Methods: The study sample consisted of 80 incarcerated adults. These participants were part of a randomized control trial of a reentry program. The sample was selected from two men’s facilities and one women’s facility. TBI was assessed with two questions asking for lifetime events of both mild TBI as well as moderate to severe TBI. HRQoL was measured with the RAND 36-Item Health Survey 1.0 that assess for the domains of physical functioning, bodily pain, emotional well-being, social functioning, energy/fatigue, general overall health, and role limitations due to either physical or emotional problems. The following controls were accounted for in all models: lifetime mental health disorder, lifetime substance use disorder, childhood trauma, education level, race, gender, and age. Multiple imputation with chained equations was used to handle missing data. Analysis was conducted in STATA 14 and consisted of multivariate linear regression modeling for each of the HRQoL domains. HC3 robust standard errors were used when homogeneity of variance was found to be violated.
Results: Preliminary analysis showed participants with TBI to have higher rates of mental health disorder (p = .03) and substance use disorder (p = .02). Unadjusted differences in the HRQoL subscales found those with TBI to have lower scores on six subscales, with significant differences found for physical functioning (p = .01), energy/fatigue (p = .04), and general health (p = .001). Multivariate linear regression found TBI to be negatively associated with physical functioning (b = -8.00, p = .02) and general health (b = -9.50, p = .02).
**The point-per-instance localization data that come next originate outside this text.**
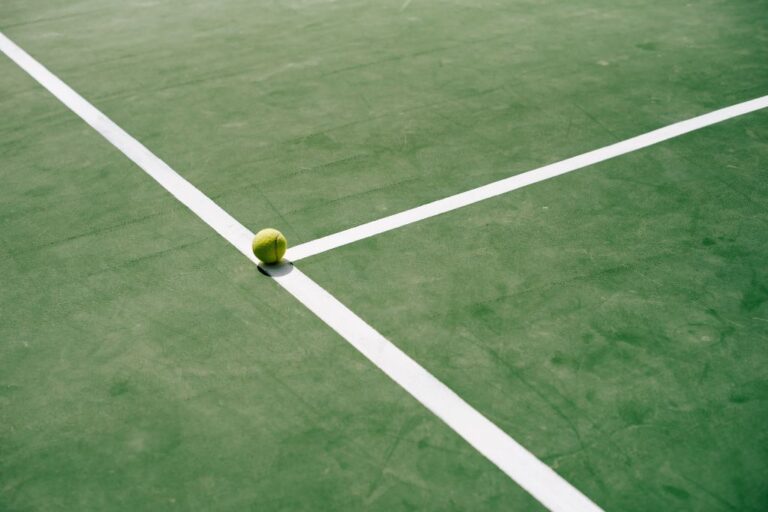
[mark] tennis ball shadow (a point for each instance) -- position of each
(278, 269)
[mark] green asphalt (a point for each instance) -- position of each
(612, 320)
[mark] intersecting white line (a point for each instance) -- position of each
(523, 467)
(496, 188)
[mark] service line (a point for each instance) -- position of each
(505, 185)
(523, 467)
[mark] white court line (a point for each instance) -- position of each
(519, 464)
(496, 188)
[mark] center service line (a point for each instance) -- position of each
(505, 185)
(518, 463)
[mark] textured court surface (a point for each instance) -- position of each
(614, 320)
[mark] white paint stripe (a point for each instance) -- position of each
(496, 188)
(529, 472)
(518, 463)
(184, 191)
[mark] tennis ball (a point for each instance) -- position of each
(269, 245)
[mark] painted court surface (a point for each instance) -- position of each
(613, 321)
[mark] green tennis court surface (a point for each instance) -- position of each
(614, 320)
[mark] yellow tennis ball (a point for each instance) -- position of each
(269, 245)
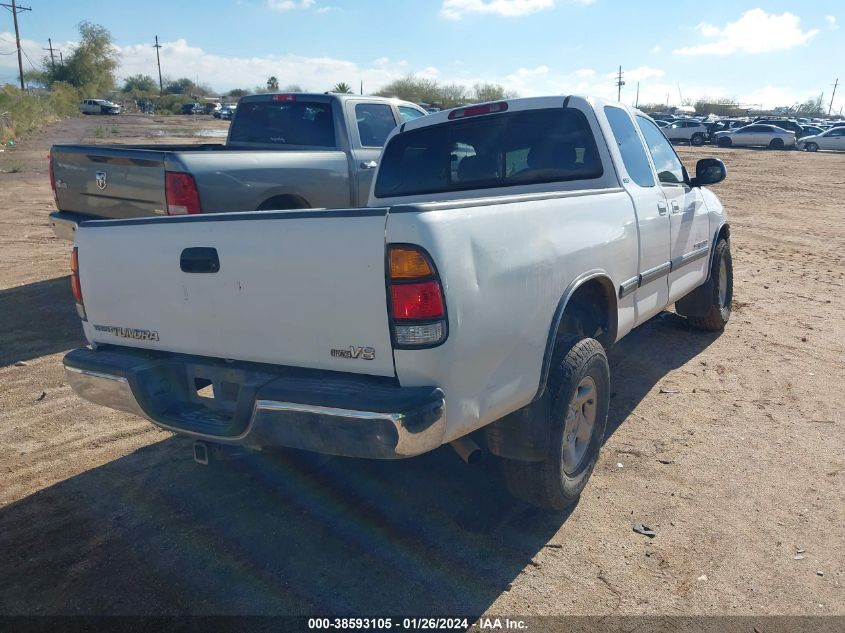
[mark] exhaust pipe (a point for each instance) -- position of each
(201, 452)
(466, 449)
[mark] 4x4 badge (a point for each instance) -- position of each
(363, 353)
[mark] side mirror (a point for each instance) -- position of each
(709, 171)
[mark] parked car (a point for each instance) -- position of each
(786, 124)
(390, 331)
(98, 106)
(283, 151)
(834, 138)
(811, 130)
(723, 124)
(687, 130)
(226, 112)
(192, 108)
(770, 136)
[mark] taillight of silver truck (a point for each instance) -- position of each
(182, 194)
(416, 303)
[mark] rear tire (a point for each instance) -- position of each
(579, 392)
(721, 274)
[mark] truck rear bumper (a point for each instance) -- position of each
(64, 223)
(261, 406)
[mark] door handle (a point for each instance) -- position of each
(199, 260)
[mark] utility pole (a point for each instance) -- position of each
(619, 84)
(15, 10)
(158, 59)
(50, 48)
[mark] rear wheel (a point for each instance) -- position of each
(579, 389)
(721, 291)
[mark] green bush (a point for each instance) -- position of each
(171, 104)
(24, 112)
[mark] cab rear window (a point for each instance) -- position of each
(501, 150)
(304, 123)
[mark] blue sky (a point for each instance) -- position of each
(768, 53)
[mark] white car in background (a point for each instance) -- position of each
(834, 138)
(760, 134)
(98, 106)
(691, 131)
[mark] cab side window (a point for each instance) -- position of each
(375, 122)
(409, 114)
(630, 146)
(669, 168)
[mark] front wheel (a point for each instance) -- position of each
(579, 389)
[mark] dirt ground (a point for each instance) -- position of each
(730, 447)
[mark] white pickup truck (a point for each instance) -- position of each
(505, 247)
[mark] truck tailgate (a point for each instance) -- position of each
(296, 288)
(109, 182)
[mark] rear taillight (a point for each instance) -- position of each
(416, 303)
(181, 192)
(75, 286)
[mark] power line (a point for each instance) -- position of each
(619, 84)
(15, 10)
(158, 60)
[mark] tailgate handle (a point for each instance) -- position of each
(199, 259)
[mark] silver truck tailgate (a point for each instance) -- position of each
(298, 288)
(110, 182)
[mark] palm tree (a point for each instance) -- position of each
(343, 88)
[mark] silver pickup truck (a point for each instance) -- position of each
(283, 151)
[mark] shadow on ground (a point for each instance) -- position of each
(154, 533)
(38, 319)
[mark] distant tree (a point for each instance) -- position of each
(451, 95)
(342, 88)
(718, 107)
(140, 84)
(185, 86)
(414, 89)
(90, 67)
(812, 107)
(491, 92)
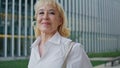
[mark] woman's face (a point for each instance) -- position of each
(47, 18)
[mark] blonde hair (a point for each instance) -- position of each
(62, 29)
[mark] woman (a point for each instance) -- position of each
(51, 44)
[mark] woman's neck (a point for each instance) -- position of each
(45, 37)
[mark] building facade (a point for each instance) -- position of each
(93, 23)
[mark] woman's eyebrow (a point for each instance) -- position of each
(51, 10)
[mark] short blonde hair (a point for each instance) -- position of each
(62, 29)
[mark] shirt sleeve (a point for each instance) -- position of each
(78, 58)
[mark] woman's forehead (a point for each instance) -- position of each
(47, 7)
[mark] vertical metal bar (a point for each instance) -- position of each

Conclusions and Implications: Study results suggest that TBI history is a significant predictor of HRQoL, particularly physical functioning and general health, in a sample of incarcerated adults. This relationship was found even when accounting for a mental health and substance abuse history, childhood trauma, and the participant’s education level. Importantly, these findings should be viewed as only preliminary and provide support for further research into the relationship between TBI and HRQoL in incarcerated adults. Social worker research should be a leader in shifting correctional rehabilitation towards important outcomes of well-being, like HRQoL, that are often overlooked when designing interventions for incarcerated adults.